Snapchat is rolling out new safety tools aimed at protecting teens from sextortion
CNN
Snapchat is working to make it harder for teenagers to be contacted on the app by people they don’t know, its latest effort to stop the sexual and financial exploitation scam known as sextortion.
Snapchat is working to make it harder for teenagers to be contacted on the app by people they don’t know, its latest effort to stop the sexual and financial exploitation scam known as sextortion. The company on Tuesday announced a set of new safety features, including expanded warning pop-ups that appear when a teen receives a message from someone they don’t share mutual friends with or have in their contacts. Now, teens will also receive a warning message if they receive a chat from a user who has been blocked or reported by others or who is from a region where the teen’s other contacts aren’t located, “signs that the person may be a scammer,” Snapchat said in a blog post Tuesday.
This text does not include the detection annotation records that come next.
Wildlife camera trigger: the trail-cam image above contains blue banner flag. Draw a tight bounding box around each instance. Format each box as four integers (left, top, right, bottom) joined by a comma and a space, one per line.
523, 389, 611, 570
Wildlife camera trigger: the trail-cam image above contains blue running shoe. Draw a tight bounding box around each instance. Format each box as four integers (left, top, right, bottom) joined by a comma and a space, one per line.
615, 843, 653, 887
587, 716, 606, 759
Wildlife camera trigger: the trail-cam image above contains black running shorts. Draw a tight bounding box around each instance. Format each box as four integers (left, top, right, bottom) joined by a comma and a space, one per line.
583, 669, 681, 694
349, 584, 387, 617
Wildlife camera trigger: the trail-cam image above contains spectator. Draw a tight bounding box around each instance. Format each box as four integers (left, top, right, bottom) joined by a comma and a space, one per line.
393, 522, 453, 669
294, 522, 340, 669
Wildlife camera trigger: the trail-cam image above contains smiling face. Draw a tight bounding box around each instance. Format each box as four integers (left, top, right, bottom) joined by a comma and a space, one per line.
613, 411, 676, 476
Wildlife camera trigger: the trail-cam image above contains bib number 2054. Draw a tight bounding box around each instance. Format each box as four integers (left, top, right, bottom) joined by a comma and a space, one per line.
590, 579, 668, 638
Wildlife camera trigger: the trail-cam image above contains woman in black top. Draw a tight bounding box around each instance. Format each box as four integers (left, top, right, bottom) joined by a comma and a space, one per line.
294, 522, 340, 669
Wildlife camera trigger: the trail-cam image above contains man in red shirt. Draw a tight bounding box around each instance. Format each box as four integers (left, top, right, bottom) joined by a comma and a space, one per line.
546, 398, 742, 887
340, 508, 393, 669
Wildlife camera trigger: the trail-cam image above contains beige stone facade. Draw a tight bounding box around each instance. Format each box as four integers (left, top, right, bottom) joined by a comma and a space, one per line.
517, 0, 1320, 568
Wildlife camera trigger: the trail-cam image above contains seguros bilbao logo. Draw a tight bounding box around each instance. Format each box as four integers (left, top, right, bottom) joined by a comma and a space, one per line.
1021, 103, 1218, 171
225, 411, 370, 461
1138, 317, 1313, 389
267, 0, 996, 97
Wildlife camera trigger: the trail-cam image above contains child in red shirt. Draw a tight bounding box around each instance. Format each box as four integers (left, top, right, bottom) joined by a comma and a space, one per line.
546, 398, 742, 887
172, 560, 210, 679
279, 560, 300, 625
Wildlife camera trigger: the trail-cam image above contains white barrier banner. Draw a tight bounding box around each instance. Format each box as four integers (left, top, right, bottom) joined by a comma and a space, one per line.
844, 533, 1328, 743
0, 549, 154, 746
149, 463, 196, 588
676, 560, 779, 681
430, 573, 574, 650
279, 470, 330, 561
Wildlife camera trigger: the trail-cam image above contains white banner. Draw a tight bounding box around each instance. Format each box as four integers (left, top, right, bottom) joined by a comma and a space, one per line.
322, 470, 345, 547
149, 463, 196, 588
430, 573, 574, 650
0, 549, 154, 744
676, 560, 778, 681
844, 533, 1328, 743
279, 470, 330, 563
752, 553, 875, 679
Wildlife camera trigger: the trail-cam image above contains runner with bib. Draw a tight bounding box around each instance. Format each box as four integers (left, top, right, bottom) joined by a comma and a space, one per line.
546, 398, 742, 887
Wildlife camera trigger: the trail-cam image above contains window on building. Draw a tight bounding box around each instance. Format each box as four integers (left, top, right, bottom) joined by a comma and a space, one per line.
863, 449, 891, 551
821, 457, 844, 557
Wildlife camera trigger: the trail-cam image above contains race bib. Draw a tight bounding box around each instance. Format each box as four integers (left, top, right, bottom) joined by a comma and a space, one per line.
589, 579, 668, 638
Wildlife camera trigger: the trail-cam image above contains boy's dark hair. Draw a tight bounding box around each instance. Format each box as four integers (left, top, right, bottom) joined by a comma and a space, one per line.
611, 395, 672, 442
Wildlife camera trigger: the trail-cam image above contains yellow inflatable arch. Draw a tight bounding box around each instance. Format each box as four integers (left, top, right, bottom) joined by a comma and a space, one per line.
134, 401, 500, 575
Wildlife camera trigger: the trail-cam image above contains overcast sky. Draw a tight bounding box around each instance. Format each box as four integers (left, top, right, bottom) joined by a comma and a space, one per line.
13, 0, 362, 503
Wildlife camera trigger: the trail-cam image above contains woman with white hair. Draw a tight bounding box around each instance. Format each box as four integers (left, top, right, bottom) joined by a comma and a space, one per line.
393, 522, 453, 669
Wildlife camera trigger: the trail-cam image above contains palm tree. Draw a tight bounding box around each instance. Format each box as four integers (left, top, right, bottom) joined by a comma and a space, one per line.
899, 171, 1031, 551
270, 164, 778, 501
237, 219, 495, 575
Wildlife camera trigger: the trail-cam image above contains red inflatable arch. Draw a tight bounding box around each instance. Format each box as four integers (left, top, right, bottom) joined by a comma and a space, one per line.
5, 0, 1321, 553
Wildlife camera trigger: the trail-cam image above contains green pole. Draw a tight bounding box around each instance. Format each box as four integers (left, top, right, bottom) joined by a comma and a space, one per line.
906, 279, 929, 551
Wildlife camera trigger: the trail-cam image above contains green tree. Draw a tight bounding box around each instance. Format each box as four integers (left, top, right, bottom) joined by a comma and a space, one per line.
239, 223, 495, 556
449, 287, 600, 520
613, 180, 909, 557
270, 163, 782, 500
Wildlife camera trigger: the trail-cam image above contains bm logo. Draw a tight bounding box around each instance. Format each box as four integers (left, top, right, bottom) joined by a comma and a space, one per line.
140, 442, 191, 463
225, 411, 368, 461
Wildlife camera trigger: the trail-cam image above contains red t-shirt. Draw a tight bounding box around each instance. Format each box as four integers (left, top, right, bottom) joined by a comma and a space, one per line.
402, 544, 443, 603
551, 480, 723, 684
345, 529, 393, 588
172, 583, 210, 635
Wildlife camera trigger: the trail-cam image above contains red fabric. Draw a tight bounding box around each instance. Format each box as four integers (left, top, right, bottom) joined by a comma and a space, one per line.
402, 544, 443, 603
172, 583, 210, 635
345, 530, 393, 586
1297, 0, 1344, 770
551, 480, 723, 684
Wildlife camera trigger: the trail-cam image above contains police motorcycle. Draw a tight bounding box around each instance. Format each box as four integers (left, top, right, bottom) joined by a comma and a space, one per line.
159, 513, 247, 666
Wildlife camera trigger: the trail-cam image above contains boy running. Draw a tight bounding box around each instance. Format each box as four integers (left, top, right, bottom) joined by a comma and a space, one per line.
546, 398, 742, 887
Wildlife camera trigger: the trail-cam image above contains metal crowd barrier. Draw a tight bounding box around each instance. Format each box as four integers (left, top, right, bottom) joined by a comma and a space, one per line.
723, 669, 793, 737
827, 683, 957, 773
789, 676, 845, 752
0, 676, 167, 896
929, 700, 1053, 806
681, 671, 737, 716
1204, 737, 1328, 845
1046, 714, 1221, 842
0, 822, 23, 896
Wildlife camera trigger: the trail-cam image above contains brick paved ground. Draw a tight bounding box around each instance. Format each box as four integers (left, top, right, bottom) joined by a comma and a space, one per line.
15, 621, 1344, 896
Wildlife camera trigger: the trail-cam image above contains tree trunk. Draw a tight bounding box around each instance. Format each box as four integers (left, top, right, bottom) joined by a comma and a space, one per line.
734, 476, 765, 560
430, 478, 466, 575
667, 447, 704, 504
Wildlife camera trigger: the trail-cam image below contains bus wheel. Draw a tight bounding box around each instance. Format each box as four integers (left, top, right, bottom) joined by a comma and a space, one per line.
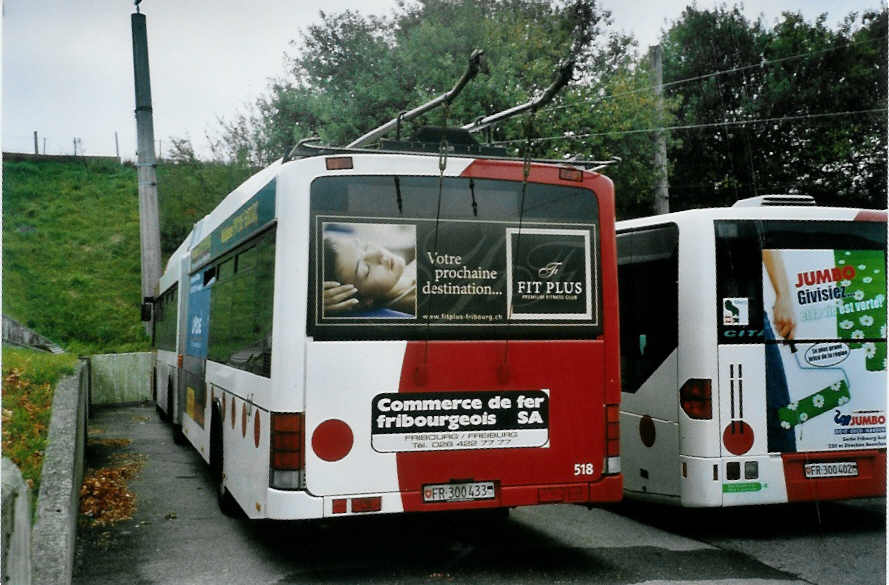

And Snapchat will now prevent the delivery of friend requests for teens to or from an account that they don’t share mutual friends with that is also located in regions often associated with scammers. In addition to expanding Snapchat’s broader suite of youth safety measures, the new features are aimed specifically at preventing financial sextortion, a worrying and growing type of scam across social media where bad actors gain the trust of young users, convince them to send sexual or explicit photos and then demand payment in exchange for keeping the pictures a secret. “These features were designed to better protect teens from potential online harms and to enhance the real-friend connections that make Snapchat so unique,” Snap’s Global Head of Platform Safety Jacqueline Beauchere said in an exclusive statement to CNN ahead of the announcement. Law enforcement officials have in recent years warned of an uptick in online sextortion scams, in which bad actors, typically located overseas, target children and teens, often with profiles that appear to belong to friendly fellow teenagers. In some cases, sextortion has resulted in suicides.